After about half a decade, Intel is wiping the confusing E5 and E7 monikers off its Xeon chips and rebranding them to bring more clarity about the performance and features that come with the processors.
Xeon chips are used in servers and workstations like Mac Pro. Xeon chips being released mid-year will be broken down into Platinum, Gold, Silver, and Bronze processors.
The naming scheme — derived from metals — is a mix of Olympic medals and branding of credit cards from companies like Delta. A person familiar with Intel’s plans earlier said the chips will likely be widely referred to as Xeon-P, Xeon-G, Xeon-S, and Xeon-B, with the P for Platinum, G for Gold, etc.
The more valuable the metal, the more performance you get with the chip. The Platinum chip is the fastest chip and will deliver the performance similar to that of the high-end E7 chips, an Intel spokesman said.
The Bronze processor is aimed at low-end servers and will deliver the performance similar to the E5.
The new branding will start with the server chips based on the enhanced Skylake architecture coming mid-year. Earlier this year, Intel released low-end E3 server and workstation chips based on the Kaby Lake architecture, and those chips will hang on to the old moniker.

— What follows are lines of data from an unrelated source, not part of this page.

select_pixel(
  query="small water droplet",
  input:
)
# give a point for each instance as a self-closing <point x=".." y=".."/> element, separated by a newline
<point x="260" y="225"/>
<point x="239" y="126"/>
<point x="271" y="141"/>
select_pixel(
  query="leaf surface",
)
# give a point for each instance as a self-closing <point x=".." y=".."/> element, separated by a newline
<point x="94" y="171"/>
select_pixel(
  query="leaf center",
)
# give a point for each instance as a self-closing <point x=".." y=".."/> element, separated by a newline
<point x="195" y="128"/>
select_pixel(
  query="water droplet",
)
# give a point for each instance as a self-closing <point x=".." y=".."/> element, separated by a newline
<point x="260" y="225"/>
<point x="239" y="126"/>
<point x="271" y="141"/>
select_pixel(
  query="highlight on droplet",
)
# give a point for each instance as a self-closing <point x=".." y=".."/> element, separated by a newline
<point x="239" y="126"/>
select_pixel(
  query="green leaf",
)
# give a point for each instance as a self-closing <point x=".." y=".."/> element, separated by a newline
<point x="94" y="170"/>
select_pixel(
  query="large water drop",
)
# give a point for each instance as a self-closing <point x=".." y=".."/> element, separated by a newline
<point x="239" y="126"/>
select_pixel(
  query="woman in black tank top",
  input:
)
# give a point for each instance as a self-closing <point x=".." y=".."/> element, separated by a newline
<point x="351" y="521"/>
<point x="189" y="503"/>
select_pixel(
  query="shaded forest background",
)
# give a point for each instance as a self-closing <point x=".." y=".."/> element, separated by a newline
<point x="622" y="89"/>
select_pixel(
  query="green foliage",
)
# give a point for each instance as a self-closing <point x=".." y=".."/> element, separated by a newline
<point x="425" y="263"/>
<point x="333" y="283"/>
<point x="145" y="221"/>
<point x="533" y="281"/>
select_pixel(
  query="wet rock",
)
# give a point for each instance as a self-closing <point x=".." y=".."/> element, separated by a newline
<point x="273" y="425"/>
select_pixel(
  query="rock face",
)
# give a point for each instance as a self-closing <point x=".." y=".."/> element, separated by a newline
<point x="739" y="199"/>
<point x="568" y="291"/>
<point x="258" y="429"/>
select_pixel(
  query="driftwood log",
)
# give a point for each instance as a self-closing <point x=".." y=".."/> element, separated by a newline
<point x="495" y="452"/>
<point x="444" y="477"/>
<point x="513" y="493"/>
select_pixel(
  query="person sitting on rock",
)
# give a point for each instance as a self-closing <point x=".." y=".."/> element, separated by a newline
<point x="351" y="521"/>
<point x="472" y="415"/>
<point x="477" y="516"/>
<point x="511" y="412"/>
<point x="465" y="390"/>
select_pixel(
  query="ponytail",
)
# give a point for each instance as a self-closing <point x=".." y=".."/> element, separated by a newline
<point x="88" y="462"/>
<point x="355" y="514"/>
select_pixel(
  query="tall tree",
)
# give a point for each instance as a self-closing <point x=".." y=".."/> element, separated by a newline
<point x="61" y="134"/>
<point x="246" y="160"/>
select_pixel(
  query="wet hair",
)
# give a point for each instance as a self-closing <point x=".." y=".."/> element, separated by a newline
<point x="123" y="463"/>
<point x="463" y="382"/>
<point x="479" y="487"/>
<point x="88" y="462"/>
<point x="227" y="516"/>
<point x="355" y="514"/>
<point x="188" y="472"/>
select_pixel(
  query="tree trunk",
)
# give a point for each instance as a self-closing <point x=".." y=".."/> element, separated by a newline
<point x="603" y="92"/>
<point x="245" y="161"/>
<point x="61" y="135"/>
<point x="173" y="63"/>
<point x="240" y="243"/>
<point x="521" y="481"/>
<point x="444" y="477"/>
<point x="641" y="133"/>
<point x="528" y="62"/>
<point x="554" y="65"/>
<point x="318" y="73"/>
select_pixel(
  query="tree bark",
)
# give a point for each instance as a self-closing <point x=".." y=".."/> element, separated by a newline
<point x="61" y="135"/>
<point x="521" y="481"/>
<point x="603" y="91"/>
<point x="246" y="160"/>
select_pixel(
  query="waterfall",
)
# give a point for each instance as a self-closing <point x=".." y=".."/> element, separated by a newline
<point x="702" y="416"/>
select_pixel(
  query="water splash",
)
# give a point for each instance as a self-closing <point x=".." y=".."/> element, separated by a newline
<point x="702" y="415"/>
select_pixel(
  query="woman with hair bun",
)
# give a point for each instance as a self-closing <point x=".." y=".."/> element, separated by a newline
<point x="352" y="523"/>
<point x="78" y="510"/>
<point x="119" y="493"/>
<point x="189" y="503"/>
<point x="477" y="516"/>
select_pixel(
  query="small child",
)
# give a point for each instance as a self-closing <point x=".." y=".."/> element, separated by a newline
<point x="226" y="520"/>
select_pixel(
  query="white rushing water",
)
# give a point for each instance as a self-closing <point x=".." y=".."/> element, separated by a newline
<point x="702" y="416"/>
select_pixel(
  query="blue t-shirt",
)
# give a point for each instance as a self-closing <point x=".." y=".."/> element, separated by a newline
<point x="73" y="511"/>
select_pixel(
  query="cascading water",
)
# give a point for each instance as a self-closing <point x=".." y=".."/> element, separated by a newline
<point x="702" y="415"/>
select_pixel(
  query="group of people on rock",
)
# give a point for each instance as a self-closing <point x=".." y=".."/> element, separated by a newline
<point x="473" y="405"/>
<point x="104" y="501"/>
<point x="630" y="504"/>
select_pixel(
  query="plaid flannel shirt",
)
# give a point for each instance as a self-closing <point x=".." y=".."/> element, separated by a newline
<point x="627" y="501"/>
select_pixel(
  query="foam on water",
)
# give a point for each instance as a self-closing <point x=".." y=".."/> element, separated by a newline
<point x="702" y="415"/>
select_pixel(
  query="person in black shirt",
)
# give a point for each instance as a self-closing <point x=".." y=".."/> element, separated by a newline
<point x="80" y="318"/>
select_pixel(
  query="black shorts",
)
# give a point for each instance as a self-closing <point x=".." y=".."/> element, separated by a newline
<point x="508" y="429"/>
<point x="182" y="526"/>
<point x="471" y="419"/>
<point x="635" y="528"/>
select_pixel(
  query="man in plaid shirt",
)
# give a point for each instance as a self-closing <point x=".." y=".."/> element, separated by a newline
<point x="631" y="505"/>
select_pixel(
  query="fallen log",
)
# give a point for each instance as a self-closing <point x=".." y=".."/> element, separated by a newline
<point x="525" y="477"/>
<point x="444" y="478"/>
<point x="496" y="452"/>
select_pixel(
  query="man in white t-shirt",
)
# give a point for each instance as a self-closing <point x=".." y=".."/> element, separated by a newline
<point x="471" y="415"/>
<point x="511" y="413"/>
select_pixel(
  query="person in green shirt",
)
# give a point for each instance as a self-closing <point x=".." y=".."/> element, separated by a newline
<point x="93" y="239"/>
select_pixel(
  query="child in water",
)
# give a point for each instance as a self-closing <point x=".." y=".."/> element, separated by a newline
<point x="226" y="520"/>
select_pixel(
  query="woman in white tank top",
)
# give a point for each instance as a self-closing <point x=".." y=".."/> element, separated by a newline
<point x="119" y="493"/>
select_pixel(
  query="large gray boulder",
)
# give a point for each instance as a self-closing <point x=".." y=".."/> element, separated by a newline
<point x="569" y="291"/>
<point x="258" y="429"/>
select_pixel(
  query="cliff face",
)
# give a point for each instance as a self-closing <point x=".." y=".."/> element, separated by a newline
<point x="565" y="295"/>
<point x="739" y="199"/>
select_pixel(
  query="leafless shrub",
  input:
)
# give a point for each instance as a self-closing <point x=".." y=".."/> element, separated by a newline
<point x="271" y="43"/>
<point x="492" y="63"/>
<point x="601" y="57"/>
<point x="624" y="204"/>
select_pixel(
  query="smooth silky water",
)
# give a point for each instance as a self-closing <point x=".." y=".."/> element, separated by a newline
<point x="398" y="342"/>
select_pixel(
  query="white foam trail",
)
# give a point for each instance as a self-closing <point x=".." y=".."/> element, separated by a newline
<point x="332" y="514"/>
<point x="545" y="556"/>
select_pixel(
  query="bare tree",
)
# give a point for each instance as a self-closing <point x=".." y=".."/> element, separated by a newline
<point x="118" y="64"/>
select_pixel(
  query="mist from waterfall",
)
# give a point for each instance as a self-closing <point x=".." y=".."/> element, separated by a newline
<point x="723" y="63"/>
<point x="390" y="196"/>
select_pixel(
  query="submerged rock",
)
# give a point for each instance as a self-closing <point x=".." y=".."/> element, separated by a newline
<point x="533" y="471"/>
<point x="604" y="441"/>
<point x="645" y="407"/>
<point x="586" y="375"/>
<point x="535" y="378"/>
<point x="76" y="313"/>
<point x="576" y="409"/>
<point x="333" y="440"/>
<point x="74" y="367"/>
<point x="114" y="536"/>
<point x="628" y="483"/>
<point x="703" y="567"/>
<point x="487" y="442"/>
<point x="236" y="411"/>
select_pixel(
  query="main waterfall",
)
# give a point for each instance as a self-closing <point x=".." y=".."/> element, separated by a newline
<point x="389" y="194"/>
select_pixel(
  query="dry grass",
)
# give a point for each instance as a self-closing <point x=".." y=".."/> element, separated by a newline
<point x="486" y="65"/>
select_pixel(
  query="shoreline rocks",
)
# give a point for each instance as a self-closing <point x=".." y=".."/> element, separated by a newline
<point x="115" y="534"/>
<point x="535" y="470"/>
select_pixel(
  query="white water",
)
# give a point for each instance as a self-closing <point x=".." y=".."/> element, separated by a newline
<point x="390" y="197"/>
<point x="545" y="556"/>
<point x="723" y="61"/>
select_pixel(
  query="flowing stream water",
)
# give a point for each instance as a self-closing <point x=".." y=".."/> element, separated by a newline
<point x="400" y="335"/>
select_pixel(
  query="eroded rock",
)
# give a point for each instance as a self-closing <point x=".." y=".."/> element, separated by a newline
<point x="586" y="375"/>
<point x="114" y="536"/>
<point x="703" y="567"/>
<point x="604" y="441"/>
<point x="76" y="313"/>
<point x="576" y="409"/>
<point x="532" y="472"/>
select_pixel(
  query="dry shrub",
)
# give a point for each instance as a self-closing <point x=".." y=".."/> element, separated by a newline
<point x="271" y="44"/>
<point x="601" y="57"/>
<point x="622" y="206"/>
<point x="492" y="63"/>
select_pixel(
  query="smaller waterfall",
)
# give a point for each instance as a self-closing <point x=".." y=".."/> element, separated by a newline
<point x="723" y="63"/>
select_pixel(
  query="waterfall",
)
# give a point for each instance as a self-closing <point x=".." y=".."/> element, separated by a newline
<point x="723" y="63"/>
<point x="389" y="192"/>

With Xeon Platinum, you will also get “hardware-enhanced security,” Intel said. The chipmaker is putting additional hardware layers on its Skylake chips to provide data security. That feature is valuable in fault-tolerant, high-uptime servers used in financial and retail organizations that run high volumes of transactions. These servers have ECC memory and RAS (reliability, availability, and serviceability) features.
The Xeon Gold tier of processors will add “enhanced performance, fast memory, more interconnect/accelerator engines, and advanced reliability.” That would make Gold tier chips for applications like machine learning. Intel will hook up FPGAs and deep-learning chips from Nervana alongside the processors to carry out tasks like image recognition and natural language processing. Outside of servers, these chips could also go into car IT systems.
Intel is also introducing the high-bandwidth OmniPath interconnect — so far only available with its Xeon Phi supercomputing chips — with its Skylake chips. That feature could be available with Xeon Gold.
The Xeon Silver will provide “efficient performance at low power,” while Xeon Bronze will be aimed at entry-level servers.
There are many new features that will be available on most Skylake server chips. One is AVX-512, a package of vector extensions to speed up high-performance computing.
Servers with the new chips also have as a feature called Intel Volume Management Device so SSDs like the super fast Optane DC P4800X and 3D NAND-based DC P4600 can be hot swapped.
Intel is reorganizing its business to focus more on data centers, especially with a stagnant PC market.